Eleven years later, in 1994, the mother of a 15-year-old boy filed a complaint alleging that Clarke used excessive force when arresting her son. According to public documents, Clarke was returning from a vacation when he spotted five teenagers heaving rocks at passing cars. Clarke chased down the teens, drew his service revolver and ordered them to lie on the ground. He told investigators he used his foot to turn one boy over as he searched for weapons. The boy’s mother claimed Clarke put a gun to her son’s head and kicked him in the side, causing bruised ribs that required medical attention. The complaint dragged on for four years before the Fire and Police Commission ruled there was insufficient evidence to charge Clarke and dismissed the case.
In 1996, Clarke was promoted to captain and soon became commander of the department’s First District, the Downtown business district. Along the way, he attended a leadership training program at the FBI National Academy in Virginia and received a degree in criminal justice management from Concordia University in Mequon.

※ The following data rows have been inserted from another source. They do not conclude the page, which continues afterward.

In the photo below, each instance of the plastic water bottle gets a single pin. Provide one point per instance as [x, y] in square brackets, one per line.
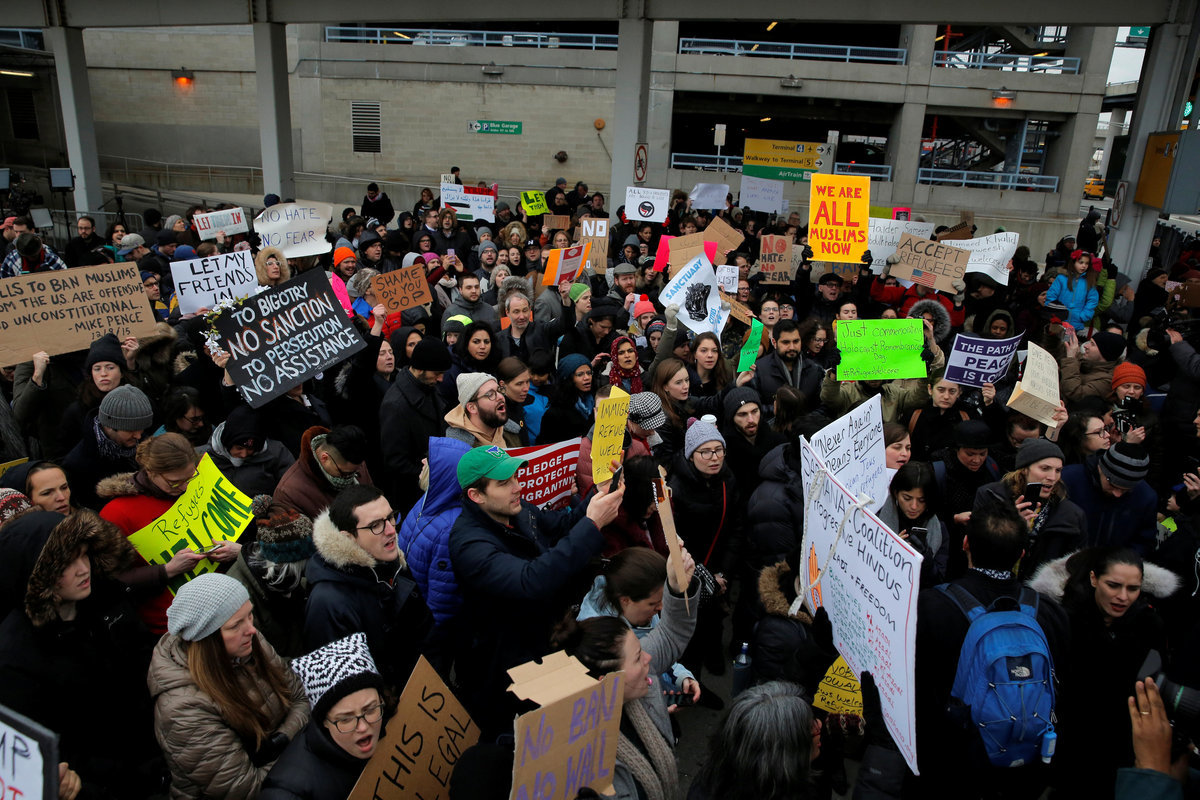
[742, 674]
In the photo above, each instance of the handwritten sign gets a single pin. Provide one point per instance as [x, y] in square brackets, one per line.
[211, 510]
[839, 212]
[839, 691]
[285, 336]
[610, 433]
[429, 733]
[975, 361]
[403, 288]
[203, 282]
[67, 310]
[880, 349]
[227, 221]
[295, 228]
[868, 579]
[547, 480]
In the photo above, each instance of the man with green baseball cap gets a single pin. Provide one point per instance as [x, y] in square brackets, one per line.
[517, 566]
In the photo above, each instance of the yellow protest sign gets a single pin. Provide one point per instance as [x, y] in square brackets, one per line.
[839, 212]
[839, 691]
[610, 433]
[211, 510]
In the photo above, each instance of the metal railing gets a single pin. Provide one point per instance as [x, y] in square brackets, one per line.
[469, 37]
[875, 172]
[1007, 61]
[930, 176]
[845, 53]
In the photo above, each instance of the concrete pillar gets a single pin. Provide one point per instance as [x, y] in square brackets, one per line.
[631, 102]
[274, 108]
[71, 65]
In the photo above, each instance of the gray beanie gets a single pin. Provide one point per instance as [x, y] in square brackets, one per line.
[1035, 450]
[203, 605]
[126, 408]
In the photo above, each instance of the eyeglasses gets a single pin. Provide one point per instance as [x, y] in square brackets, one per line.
[349, 723]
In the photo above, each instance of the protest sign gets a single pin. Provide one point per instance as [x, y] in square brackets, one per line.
[534, 203]
[610, 433]
[468, 205]
[570, 741]
[880, 349]
[709, 196]
[295, 228]
[839, 691]
[204, 282]
[694, 288]
[929, 263]
[67, 310]
[403, 288]
[775, 259]
[761, 194]
[883, 235]
[425, 738]
[1037, 392]
[643, 204]
[852, 449]
[210, 510]
[976, 361]
[29, 758]
[867, 578]
[547, 480]
[285, 336]
[564, 264]
[228, 221]
[839, 212]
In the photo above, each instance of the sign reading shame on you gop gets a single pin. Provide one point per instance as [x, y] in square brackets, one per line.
[285, 336]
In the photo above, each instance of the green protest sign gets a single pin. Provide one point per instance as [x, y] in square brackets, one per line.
[880, 349]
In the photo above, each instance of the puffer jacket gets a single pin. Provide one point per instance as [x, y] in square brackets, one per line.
[425, 534]
[205, 756]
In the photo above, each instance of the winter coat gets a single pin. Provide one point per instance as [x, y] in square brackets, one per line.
[351, 593]
[207, 757]
[425, 534]
[304, 486]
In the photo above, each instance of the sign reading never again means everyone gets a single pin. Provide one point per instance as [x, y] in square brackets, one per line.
[63, 311]
[285, 336]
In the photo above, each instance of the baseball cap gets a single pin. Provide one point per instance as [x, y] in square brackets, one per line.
[487, 462]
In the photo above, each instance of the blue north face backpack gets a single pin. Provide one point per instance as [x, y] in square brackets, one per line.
[1005, 679]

In 1999, Clarke became commanding officer of the Intelligence Division. Much of his work involved protecting dignitaries – from Norquist and McCallum to presidential candidates Al Gore and George W. Bush.

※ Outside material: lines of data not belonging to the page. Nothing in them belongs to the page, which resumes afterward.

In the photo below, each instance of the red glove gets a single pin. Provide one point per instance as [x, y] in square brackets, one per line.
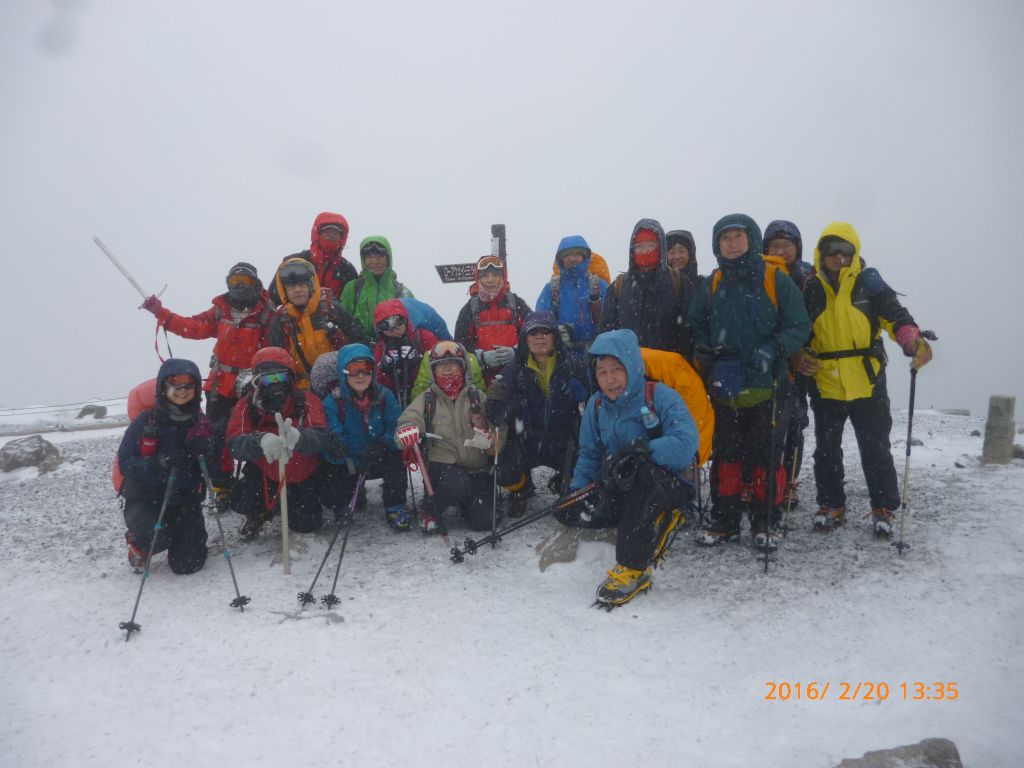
[153, 304]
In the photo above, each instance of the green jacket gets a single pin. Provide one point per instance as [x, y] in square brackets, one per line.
[361, 296]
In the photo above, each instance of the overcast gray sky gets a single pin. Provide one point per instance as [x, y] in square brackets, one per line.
[189, 135]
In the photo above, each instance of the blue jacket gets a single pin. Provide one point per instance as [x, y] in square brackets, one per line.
[545, 424]
[617, 422]
[346, 421]
[573, 293]
[144, 478]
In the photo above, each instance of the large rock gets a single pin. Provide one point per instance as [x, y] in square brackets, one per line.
[932, 753]
[30, 452]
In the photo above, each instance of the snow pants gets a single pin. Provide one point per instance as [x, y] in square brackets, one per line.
[338, 484]
[304, 512]
[743, 450]
[871, 422]
[633, 513]
[182, 535]
[472, 493]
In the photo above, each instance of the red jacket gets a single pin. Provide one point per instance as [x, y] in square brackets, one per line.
[246, 419]
[237, 343]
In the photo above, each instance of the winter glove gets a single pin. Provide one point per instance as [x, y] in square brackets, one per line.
[480, 439]
[374, 454]
[289, 433]
[409, 436]
[153, 304]
[273, 446]
[199, 437]
[497, 389]
[804, 361]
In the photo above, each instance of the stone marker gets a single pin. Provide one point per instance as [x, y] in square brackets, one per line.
[998, 448]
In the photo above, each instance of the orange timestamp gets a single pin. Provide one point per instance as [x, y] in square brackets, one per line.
[861, 690]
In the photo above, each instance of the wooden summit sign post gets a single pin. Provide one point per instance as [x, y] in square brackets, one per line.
[465, 272]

“When you’re in dignitary protection, you’re going to all the political arenas, so your exposure is high,” says Don Werra, who was Clarke’s supervising lieutenant in the department’s detective bureau. “You present yourself well and eventually you’ll be noticed.”
Werra, a former Milwaukee School Board member and head of the city’s housing police, was also a candidate – some say the odds-on favorite – for the sheriff’s post. He and others say they were stunned by Clarke’s appointment.

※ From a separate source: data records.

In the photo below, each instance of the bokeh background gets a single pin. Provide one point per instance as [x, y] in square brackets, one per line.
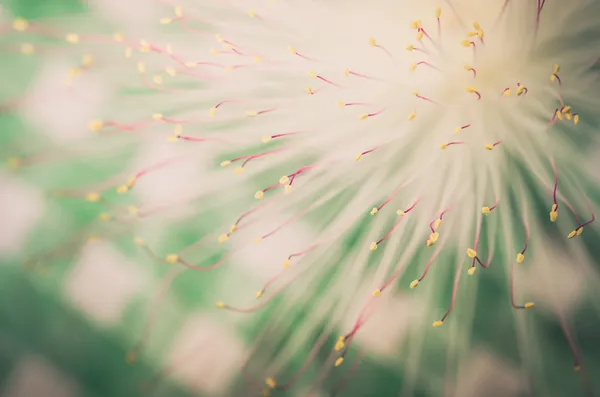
[67, 322]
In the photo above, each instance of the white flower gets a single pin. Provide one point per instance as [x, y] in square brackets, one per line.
[401, 133]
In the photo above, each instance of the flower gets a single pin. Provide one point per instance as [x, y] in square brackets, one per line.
[402, 135]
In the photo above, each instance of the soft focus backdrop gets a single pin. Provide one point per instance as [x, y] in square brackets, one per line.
[67, 323]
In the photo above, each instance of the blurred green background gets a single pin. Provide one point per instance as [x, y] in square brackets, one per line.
[37, 324]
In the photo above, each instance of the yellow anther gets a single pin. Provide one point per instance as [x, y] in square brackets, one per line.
[92, 197]
[86, 61]
[27, 49]
[20, 25]
[72, 38]
[95, 125]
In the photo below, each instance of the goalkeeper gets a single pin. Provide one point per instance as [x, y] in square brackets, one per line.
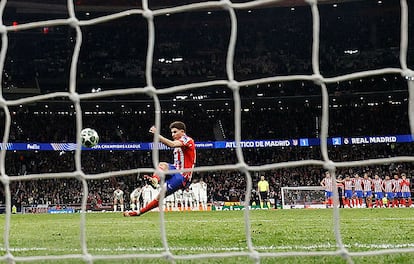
[184, 158]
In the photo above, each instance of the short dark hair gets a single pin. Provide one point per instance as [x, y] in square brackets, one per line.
[178, 125]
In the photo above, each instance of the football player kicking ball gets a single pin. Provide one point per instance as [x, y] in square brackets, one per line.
[184, 158]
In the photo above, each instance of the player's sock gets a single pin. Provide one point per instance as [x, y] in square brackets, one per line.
[153, 204]
[131, 213]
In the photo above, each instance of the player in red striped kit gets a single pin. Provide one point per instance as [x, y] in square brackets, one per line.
[378, 188]
[406, 192]
[359, 191]
[327, 184]
[348, 193]
[397, 191]
[388, 187]
[367, 182]
[184, 158]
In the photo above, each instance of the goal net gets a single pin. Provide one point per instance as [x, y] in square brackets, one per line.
[240, 90]
[303, 197]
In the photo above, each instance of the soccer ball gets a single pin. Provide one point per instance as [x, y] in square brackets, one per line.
[89, 137]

“How the hell did he get to be sheriff?” says one former police captain. “He lay in the weeds all these years. Who would’ve known?”
As a uniformed cop, Clarke was an unknown quantity, articulate and well-groomed but aloof. He seldom attended retirement celebrations or Christmas parties. “You couldn’t light a fire under him,” as one former MPD detective puts it. But when he became a commander, “You couldn’t put the fire out.”
As a commander, Clarke could toss out flashy ideas, says the former captain, but he didn’t have much success putting his plans into action. “Is he good to look at? Is he shining? Yes,” the ex-captain says. “But once he opens his mouth… there’s nothing beyond ‘Good morning.’ ”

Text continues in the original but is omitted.